Nel dicembre scorso la Commissione Europea ha annunciato l’avvio di indagini preliminari volte a verificare da un lato che le modalità con cui Facebook raccoglie, elabora, utilizza e monetizza, anche a fini pubblicitari, i dati in suo possesso rispettino le regole della concorrenza Ue, dall’altro se vi siano i presupposti di una posizione dominante con riferimento a “Marketplace”, il mercato interno gratuito di Facebook dove chiunque può vendere e comprare oggetti di qualunque tipo.

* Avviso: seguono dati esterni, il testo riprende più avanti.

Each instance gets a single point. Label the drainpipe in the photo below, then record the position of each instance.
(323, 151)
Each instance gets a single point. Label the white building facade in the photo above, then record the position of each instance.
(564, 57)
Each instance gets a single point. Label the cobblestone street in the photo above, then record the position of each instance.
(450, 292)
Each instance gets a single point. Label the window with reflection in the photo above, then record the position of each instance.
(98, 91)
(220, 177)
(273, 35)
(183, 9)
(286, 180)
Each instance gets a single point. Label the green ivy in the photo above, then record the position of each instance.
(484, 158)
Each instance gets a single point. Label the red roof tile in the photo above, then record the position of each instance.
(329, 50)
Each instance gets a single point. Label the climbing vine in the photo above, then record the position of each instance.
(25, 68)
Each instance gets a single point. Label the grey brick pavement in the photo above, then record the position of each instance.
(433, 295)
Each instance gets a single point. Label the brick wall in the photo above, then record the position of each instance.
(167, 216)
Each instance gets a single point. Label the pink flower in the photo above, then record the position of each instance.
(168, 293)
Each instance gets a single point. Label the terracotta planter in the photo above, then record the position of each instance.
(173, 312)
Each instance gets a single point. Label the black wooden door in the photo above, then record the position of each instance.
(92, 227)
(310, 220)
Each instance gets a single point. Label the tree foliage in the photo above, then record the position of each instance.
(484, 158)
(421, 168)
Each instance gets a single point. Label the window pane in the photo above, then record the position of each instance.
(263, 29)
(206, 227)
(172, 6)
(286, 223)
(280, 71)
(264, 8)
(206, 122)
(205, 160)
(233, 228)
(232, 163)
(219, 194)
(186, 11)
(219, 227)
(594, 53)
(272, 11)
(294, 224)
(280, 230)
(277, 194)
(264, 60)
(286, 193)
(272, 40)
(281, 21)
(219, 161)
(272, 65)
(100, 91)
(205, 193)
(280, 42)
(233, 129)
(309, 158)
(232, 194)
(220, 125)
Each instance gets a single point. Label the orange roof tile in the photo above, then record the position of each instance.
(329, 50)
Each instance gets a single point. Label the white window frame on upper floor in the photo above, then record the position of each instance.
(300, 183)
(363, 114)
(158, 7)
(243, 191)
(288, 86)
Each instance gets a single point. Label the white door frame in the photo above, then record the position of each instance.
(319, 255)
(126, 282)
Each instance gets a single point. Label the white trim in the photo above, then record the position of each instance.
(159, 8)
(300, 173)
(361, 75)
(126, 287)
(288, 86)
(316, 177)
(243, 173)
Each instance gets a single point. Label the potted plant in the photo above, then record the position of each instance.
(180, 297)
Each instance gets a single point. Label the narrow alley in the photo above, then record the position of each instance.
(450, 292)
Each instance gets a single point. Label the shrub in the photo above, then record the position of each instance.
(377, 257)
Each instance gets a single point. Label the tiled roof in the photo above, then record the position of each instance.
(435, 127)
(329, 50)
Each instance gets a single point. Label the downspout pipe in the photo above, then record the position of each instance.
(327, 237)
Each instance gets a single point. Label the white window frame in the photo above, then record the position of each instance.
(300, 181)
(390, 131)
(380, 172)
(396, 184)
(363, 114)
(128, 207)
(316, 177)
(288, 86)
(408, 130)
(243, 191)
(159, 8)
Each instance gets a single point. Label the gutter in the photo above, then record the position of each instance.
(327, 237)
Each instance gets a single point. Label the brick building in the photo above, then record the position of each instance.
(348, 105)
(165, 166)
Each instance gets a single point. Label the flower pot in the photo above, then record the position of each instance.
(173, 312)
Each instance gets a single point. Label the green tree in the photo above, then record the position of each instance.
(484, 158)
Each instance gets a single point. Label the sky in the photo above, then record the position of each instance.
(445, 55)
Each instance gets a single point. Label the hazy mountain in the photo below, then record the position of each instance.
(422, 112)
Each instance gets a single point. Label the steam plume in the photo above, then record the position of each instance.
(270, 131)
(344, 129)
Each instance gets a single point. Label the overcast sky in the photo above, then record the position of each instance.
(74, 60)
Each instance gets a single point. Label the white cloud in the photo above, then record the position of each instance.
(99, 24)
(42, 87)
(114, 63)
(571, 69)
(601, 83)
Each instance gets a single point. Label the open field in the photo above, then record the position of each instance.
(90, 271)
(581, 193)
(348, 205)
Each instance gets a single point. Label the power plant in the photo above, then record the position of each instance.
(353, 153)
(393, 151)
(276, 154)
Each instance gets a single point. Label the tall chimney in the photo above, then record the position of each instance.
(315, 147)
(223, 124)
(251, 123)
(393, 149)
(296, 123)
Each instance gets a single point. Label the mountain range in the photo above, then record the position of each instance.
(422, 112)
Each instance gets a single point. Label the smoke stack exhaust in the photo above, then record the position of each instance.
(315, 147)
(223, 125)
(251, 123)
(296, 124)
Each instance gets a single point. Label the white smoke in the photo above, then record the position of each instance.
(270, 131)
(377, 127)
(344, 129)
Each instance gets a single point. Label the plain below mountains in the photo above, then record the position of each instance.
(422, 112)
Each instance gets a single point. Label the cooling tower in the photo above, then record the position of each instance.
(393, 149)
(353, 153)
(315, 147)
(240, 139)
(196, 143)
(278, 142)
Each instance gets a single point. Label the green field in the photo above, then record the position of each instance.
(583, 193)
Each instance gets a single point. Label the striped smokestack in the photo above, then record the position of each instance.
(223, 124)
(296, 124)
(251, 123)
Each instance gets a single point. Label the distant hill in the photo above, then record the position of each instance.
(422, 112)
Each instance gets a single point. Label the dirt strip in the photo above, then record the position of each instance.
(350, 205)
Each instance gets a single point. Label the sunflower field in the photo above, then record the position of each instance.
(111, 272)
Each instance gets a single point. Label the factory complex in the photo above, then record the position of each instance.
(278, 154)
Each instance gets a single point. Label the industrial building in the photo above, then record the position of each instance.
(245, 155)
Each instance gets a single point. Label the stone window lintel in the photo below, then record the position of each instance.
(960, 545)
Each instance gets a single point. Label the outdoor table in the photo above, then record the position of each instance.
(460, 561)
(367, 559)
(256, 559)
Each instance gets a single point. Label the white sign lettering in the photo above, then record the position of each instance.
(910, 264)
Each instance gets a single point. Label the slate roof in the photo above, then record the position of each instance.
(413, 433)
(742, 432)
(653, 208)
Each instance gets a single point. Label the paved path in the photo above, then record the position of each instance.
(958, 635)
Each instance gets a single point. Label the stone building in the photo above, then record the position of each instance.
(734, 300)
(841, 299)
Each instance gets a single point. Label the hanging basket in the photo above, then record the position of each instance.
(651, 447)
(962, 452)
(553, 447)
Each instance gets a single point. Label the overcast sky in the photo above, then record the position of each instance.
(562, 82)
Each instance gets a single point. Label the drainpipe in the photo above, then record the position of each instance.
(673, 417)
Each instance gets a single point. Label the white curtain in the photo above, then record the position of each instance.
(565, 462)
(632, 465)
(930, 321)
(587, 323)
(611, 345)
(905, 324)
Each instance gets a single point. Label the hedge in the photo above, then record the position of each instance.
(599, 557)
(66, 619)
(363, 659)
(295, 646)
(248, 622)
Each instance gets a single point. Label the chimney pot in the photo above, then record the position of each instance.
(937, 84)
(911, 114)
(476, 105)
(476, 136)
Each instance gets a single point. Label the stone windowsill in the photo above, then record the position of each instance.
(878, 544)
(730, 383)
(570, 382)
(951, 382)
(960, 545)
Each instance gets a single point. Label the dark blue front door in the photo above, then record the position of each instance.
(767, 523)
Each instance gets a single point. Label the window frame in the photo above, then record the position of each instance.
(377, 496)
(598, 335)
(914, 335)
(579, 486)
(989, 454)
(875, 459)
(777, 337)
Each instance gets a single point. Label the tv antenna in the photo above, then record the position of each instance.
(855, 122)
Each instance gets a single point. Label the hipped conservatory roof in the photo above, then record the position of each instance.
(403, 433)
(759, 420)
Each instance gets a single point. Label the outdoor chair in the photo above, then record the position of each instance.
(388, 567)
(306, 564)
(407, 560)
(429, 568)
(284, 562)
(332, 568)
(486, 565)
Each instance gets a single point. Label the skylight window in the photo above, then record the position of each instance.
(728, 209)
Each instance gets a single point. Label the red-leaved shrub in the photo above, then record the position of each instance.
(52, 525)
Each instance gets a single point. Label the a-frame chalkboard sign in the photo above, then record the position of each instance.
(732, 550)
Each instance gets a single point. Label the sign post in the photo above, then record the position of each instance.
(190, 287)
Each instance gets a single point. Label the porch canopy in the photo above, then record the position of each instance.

Nonostante il fatto che, in un’ottica di collaborazione e al fine di favorire le indagini, Facebook Inc. abbia fornito alla Commissione UE circa 1,7 milioni di documenti digitali, inclusi messaggi di posta elettronica interni, l’Antitrust europeo ha di recente richiesto di fornire, in aggiunta a quanto già in suo possesso, tutta documentazione contenente parole chiave e frasi come “grande domanda”, “gratis”, “non va bene per noi” e “shutdown”.
A seguito di tali richieste Facebook ha fatto causa all’Unione Europea per invasione della privacy dei propri dipendenti, depositando il 15 luglio scorso presso il presso il Tribunale del Lussemburgo un ricorso nel quale così motiva: “La natura eccezionalmente ampia delle richieste della Commissione significa che saremmo tenuti a consegnare documenti in prevalenza irrilevanti, che non hanno nulla a che fare con le indagini della Commissione, tra cui informazioni personali altamente sensibili come informazioni mediche dei dipendenti, documenti finanziari personali e informazioni private sui familiari dei dipendenti“.
Bruxelles ha subito fatto sapere, per tramite di un portavoce, che il caso verrà difeso davanti alla Corte e che ciò non ferma l’indagine della Ue sul potenziale comportamento anticoncorrenziale di Facebook, che resta in corso.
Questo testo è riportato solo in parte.